National's polling average may have peaked during July at 52.5% in the four polls up to mid-July. By end-July it was at 50.3%. That is still a very healthy figure under MMP but if National sheds only 4% by election day, it cannot count on a third term, even with help from ACT, United Future and the Maori party.
At the comparable time before the last election National was averaging around 56%. It dropped 9 percentage points from there to 47.3% at the election.
(The POLL of POLLS is an arithmetical average of the four most recent major polls, and will appear as a special series of election columns every Saturday on radionz.co.nz until after the election on September 20.)
National's lead over the Labour and the Greens combined also peaked in July at a whopping 14.7% . By end-July the average lead was down to 10.6%. Labour had edged up from a trough average of 25.4% to 27.7%, still seriously low for a party trying to convince voters it can lead a government but suggesting it might be on the mend.

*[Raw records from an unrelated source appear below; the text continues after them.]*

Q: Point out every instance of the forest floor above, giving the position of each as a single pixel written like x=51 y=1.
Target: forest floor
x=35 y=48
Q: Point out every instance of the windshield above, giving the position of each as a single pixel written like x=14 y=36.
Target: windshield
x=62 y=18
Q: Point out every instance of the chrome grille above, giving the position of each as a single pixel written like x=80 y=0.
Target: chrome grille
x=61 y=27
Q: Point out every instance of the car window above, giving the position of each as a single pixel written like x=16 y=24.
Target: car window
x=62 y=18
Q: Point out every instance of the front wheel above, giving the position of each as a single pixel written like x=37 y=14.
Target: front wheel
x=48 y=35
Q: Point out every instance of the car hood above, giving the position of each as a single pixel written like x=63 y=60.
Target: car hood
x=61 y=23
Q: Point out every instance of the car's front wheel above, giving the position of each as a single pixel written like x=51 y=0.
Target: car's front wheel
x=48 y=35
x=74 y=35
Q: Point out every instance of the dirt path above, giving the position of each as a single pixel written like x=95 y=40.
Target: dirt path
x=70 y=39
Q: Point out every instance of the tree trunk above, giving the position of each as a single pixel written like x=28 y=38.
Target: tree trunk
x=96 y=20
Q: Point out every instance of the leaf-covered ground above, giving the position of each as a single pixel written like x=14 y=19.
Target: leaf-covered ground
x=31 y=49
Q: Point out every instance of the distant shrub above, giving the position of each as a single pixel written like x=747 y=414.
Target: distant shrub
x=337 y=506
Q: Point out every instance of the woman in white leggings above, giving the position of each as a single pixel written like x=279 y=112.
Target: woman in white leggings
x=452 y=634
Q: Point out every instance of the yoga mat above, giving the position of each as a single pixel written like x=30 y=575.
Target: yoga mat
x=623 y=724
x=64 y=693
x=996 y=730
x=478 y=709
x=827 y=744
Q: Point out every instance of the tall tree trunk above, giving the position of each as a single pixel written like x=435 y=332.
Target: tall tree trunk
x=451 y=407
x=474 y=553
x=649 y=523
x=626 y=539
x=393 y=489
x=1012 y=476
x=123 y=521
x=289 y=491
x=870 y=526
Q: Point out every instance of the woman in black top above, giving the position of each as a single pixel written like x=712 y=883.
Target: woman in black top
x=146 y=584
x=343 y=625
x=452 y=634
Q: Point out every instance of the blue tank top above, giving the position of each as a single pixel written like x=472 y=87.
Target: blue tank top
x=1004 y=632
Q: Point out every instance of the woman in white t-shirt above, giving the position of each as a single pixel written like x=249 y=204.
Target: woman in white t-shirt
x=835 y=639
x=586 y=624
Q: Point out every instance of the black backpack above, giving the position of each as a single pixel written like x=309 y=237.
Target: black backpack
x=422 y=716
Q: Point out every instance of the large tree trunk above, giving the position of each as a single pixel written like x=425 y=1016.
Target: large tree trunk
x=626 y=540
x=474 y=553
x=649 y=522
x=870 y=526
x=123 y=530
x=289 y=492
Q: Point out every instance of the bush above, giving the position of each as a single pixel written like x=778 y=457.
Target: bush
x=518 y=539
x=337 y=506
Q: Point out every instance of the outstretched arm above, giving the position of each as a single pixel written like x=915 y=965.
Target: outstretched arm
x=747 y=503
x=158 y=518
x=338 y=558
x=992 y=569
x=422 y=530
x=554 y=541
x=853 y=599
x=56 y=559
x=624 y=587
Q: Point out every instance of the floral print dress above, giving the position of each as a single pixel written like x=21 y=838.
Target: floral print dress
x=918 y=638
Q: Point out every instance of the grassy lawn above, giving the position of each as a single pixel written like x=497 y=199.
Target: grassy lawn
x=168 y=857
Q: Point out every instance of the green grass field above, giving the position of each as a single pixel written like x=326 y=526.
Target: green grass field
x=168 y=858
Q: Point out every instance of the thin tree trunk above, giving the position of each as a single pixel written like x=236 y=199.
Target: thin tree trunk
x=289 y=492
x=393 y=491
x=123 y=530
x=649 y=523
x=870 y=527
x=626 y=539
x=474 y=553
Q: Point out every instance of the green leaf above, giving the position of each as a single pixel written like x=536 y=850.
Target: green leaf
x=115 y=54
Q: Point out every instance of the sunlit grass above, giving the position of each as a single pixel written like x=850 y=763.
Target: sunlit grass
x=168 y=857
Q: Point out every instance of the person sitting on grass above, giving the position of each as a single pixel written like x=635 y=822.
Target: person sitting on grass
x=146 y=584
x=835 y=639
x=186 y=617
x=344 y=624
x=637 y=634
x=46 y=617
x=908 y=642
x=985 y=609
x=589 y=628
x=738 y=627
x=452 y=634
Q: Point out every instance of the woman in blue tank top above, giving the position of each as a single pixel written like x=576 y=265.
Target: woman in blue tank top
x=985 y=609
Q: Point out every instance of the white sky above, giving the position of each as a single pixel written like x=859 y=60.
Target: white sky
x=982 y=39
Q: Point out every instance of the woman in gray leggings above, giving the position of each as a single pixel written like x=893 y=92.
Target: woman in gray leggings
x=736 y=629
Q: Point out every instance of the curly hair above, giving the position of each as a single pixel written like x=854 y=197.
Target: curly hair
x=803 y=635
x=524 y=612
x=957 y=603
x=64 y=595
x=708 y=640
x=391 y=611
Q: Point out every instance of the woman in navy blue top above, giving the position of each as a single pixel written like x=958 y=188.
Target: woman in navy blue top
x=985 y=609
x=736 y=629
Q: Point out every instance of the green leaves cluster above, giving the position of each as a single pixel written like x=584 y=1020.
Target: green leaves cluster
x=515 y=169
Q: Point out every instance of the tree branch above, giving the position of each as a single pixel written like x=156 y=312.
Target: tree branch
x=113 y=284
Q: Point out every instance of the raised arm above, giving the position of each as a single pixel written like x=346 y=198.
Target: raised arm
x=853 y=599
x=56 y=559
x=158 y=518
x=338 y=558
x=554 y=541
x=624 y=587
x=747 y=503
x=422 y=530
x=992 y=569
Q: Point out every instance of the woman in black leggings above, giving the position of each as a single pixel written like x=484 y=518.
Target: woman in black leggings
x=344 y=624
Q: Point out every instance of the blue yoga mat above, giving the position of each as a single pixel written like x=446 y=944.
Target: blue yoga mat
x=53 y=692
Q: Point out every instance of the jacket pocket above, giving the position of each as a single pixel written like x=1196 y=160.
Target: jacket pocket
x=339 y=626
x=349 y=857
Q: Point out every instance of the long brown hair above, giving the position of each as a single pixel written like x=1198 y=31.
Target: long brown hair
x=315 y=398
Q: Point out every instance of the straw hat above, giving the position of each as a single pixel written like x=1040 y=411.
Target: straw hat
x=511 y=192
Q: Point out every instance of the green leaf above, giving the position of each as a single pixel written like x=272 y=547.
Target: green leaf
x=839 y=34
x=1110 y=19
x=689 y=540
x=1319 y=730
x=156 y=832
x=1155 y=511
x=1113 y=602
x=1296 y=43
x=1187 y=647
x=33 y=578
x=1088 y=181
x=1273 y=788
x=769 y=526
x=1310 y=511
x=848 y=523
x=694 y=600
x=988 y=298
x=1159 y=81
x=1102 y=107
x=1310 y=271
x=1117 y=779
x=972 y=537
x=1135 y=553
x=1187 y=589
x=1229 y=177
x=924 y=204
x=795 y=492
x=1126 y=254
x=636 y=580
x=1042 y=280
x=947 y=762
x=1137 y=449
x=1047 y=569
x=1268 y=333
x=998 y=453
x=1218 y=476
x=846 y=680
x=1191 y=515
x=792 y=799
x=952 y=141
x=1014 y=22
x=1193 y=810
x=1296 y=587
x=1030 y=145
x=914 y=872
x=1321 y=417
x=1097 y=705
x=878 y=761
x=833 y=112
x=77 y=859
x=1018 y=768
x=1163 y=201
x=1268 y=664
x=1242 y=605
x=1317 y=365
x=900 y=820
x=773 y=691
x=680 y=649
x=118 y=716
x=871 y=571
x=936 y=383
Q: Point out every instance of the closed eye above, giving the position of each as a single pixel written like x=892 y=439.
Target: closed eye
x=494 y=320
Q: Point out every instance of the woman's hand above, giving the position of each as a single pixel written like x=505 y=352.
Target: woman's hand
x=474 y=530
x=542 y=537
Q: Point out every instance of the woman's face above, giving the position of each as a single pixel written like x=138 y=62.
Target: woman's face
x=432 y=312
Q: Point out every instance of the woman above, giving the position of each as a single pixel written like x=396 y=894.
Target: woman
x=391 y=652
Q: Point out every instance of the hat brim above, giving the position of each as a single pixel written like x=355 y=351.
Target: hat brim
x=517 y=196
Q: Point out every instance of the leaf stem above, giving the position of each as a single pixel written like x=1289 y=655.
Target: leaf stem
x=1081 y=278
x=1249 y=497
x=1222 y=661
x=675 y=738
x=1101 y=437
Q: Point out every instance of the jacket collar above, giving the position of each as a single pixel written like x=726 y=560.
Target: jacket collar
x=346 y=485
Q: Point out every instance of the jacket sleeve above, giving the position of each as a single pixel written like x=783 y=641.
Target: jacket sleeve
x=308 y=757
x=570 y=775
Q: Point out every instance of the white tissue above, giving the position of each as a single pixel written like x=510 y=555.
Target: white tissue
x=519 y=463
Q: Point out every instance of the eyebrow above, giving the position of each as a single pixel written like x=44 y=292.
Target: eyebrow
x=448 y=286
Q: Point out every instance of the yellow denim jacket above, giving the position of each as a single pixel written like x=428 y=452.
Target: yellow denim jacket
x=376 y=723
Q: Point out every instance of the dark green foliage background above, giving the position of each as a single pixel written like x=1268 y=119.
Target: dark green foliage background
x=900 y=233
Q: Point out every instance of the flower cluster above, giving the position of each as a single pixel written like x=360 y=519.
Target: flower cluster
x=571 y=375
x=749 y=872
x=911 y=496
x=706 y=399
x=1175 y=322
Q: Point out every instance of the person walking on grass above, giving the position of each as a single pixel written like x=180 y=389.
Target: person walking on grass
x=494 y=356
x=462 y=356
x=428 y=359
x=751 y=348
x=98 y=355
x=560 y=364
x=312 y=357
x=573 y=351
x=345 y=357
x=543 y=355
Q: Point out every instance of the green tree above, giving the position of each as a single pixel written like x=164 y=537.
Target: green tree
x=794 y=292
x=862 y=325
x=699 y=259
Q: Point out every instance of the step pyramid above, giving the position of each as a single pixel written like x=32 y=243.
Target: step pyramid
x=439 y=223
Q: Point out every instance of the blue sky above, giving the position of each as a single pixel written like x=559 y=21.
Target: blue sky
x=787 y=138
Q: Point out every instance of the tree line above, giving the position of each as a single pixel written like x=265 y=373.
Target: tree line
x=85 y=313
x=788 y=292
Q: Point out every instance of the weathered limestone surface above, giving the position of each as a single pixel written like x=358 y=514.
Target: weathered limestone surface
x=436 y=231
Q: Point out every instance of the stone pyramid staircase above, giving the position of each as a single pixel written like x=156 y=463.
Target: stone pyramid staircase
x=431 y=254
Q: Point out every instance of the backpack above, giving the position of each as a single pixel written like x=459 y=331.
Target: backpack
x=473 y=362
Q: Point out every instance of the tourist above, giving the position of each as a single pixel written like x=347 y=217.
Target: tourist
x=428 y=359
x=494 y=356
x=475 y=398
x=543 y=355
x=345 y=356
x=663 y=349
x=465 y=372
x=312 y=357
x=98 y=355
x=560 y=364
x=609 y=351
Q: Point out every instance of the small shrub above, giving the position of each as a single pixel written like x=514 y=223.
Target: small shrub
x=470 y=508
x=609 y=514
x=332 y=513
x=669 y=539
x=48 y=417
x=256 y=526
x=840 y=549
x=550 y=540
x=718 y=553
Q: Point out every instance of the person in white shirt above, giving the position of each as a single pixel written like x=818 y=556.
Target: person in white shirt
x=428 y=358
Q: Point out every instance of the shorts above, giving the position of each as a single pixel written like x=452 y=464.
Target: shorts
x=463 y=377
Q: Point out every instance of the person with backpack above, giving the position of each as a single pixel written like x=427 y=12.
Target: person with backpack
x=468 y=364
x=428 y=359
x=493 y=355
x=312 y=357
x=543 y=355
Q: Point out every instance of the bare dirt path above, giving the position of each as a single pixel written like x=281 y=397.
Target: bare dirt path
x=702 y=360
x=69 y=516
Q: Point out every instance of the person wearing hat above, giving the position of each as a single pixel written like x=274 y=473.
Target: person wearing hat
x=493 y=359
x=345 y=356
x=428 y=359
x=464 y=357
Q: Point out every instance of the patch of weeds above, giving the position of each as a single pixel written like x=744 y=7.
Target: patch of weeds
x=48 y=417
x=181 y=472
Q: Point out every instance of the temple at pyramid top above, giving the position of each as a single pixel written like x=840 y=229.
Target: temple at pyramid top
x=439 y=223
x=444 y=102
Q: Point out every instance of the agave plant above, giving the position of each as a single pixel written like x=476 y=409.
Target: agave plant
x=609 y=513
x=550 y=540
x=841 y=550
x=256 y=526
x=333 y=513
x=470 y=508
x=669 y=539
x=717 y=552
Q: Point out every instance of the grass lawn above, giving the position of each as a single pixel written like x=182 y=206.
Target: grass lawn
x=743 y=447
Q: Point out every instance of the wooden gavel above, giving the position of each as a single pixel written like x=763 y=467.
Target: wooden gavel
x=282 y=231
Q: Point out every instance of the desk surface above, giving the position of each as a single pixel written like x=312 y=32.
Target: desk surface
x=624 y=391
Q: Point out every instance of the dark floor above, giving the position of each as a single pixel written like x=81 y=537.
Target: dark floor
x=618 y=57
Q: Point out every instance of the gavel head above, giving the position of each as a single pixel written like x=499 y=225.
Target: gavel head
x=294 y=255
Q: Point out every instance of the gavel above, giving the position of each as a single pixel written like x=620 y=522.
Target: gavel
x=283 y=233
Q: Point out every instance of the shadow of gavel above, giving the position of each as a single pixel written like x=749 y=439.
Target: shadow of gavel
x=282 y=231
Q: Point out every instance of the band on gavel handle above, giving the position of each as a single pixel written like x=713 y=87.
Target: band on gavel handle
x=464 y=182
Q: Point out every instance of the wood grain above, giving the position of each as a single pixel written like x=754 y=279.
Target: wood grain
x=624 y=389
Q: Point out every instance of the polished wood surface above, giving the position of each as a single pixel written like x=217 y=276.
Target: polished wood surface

The Greens were 12%, close to their average for the 2014 year and looking likely to at least match its 2011 11% election score.
National leader John Key kept his long lead as preferred Prime Minister in the TV1 and TV3 polls: 48% in July, up from 47% in June in TV1 and 44% down from 47% in TV3. Labour leader David Cunliffe dropped from 10% to 8% and 10% to 9% respectively.
Winston Peters' New Zealand First party retreated during July to a four-poll average of 3.6%, down from a 5.0% average up to early July (it peaked in May at 6.1%). But that may be enough from which to scale 5%: at the same time before the 2011 election, when it got 6.6%, it was averaging around 2.5%.
Internet-Mana was averaging 2.1% in late July, the Conservatives 1.5%, the Maori party 1.1%, ACT 0.6% and United Future 0.3%.
Right track, wrong track?
Another important election pointer also looks to have gone through a peak in July: Roy Morgan's measure of whether people think the country is going in the right direction or the right direction. Those saying "right direction" were at 60% in late July, down from measures ranging from 63.5%-65.5% through the previous two months.
But that is still a very high reading. In a first-past-the-post election it would point to an easy re-election for an incumbent government. It is one reason why National continues to poll so highly.
(The POLL of POLLS is an arithmetical average of the four most recent major polls, and will appear in a special series of election columns by Political Analyst Colin James every Saturday on radionz.co.nz until after the election on September 20.
*The polls from which the last four at any one point are drawn are: TV1 Colmar Brunton, TV3 Reid Research, Fairfax Media-Ipsos, NZ Herald DigiPoll, Roy Morgan New Zealand (only one of its two a month is included) and UMR Research, which is not published. The four polls included in this average were Fairfax, Morgan, TV1 and UMR. The poll on whether the country is going in the right or wrong direction is from Roy Morgan New Zealand.)